Published: March 20, 2015

Happiness is just four Oreos, a bowl of mac-n-cheese and a cheeseburger away.

Many people find different ways to enjoy what they eat, either by having an emotional connection to it, or by the feelings they get from it, psychologist Jeffrey Schlaeger said.

“I think what you eat does have a psychological connection, to be food you remember from a happier time, or an event from your life or sometimes just to try to get yourself in a better place,” Schlaeger said.

According to Josh Clark from, males and females tend to have different comfort food preferences based on their gender. From a 2005 survey of 277 men and women, Cornell University found that females tend to seek comfort in sweet and sugary foods like ice cream, while males prefer savory comfort foods like steak and soup. The study also found that men tend to use comfort foods as a reward, while women often feel guilty after indulging.

Schlaeger said that there could be a tie between what the different sexes classify as comfort food, and why these results show up.

“There could be a connection of when girls are younger, (because) they get treats,” Schlaeger said. “Maybe guys did it in a different way; maybe it was a burger or that kind of thing. Guys are hungry, and want to be rewarded. We are meat and potatoes guys.”

Schlaeger feels like boredom also plays a part in eating habits.

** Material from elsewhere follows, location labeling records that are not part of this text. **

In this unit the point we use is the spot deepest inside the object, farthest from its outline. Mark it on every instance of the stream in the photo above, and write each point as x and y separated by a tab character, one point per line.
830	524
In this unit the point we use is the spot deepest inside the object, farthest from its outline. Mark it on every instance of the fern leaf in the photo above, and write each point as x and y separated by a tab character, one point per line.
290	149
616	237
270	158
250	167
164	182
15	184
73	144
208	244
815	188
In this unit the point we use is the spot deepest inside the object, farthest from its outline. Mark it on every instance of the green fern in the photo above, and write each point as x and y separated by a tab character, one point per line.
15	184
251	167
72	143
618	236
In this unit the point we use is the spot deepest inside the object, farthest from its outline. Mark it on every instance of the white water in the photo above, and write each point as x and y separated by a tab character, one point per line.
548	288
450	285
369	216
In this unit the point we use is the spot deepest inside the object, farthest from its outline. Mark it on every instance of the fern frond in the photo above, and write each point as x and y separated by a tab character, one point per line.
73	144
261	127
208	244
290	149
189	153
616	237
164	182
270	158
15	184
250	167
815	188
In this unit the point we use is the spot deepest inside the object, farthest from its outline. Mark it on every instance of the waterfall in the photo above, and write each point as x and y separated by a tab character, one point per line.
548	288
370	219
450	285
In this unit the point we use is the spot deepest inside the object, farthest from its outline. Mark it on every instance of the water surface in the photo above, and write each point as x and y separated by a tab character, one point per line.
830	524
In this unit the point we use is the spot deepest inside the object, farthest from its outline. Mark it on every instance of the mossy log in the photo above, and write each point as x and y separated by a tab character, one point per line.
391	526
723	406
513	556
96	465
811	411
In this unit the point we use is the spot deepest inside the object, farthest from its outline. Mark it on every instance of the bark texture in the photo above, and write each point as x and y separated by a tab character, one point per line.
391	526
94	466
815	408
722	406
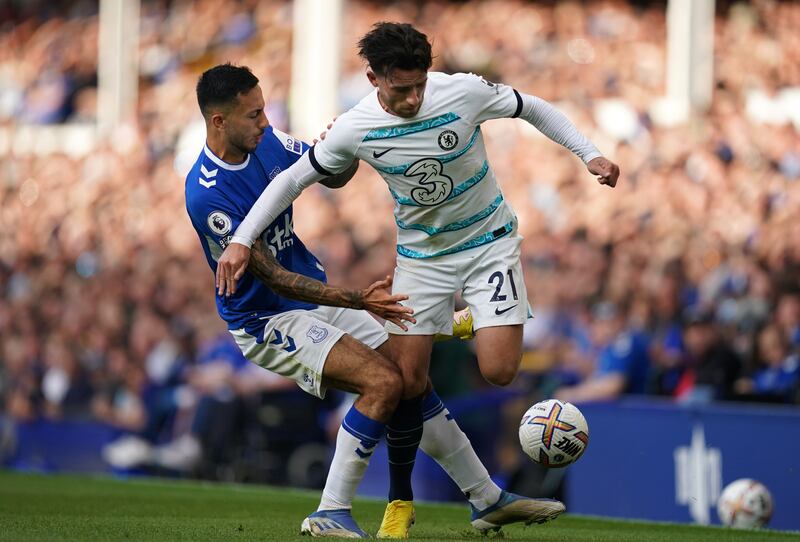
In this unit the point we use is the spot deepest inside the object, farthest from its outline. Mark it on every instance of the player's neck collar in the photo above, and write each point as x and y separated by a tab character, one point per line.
222	163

“Unfortunately it’s a cycle; we eat, partly because we just need something to do, but partly just to feel better,” Schlaeger said.  “When you do that, like when you start eating salty foods, all they do is make you want to eat more. Lay’s used to have the slogan of ‘No one can eat just one’. That’s all salty foods; not just Lay’s.”

According to Schlaeger, the changing seasons also affects eating habits that people have, which result in comfort eating.

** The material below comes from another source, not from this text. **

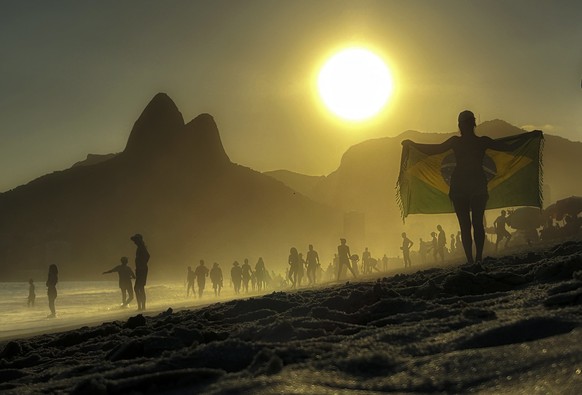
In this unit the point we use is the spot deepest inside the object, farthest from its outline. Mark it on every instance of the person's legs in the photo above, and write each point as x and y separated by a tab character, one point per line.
477	213
123	296
462	209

“The Seasonal Effective Disorder is real,” Schlaeger said. “Lack of lighting, shorter days, less activity. I think sports are great, because no matter what you’re still forced to keep that consistent routine, which helps, but if you’re not committed to a routine where someone’s telling you what to do, it’s easy to let the days slip away.”

World History teacher Kenneth Whitney said that ice cream is his comfort food to help cure the winter blues.

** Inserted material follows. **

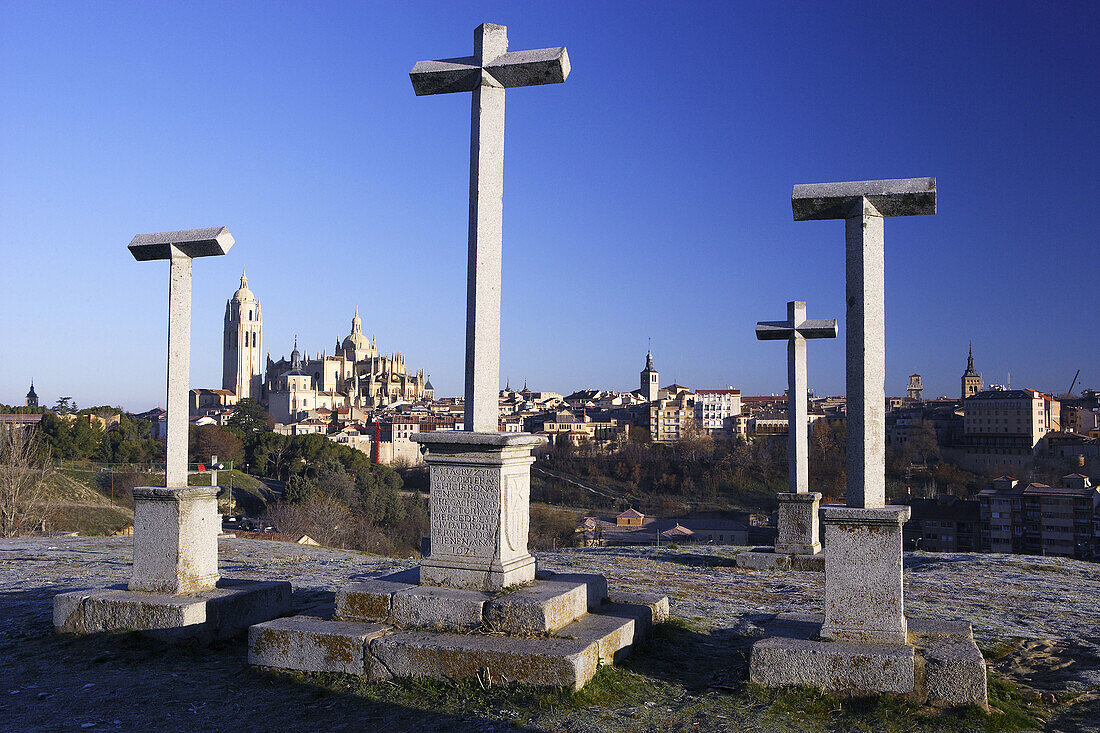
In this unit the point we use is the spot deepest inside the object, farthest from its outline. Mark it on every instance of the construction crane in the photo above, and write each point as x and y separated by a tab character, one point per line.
1073	384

“It’s cold and dark out (in the winter),” Whitney said. “Everytime it gets cold or we start having snow or a cold rainy night, I want to make a big pot of chili. Skyline Chili, and I’ll eat like five plates of it, then your stomach is full and you lay there. It makes you feel good.”

Schlaeger feels like people also tend to feel regret once they eat too much of a certain food.

“You feel good when you’re eating it,” Schlaeger said. “Then when you’re done, there’s some regret and guilt afterwards.”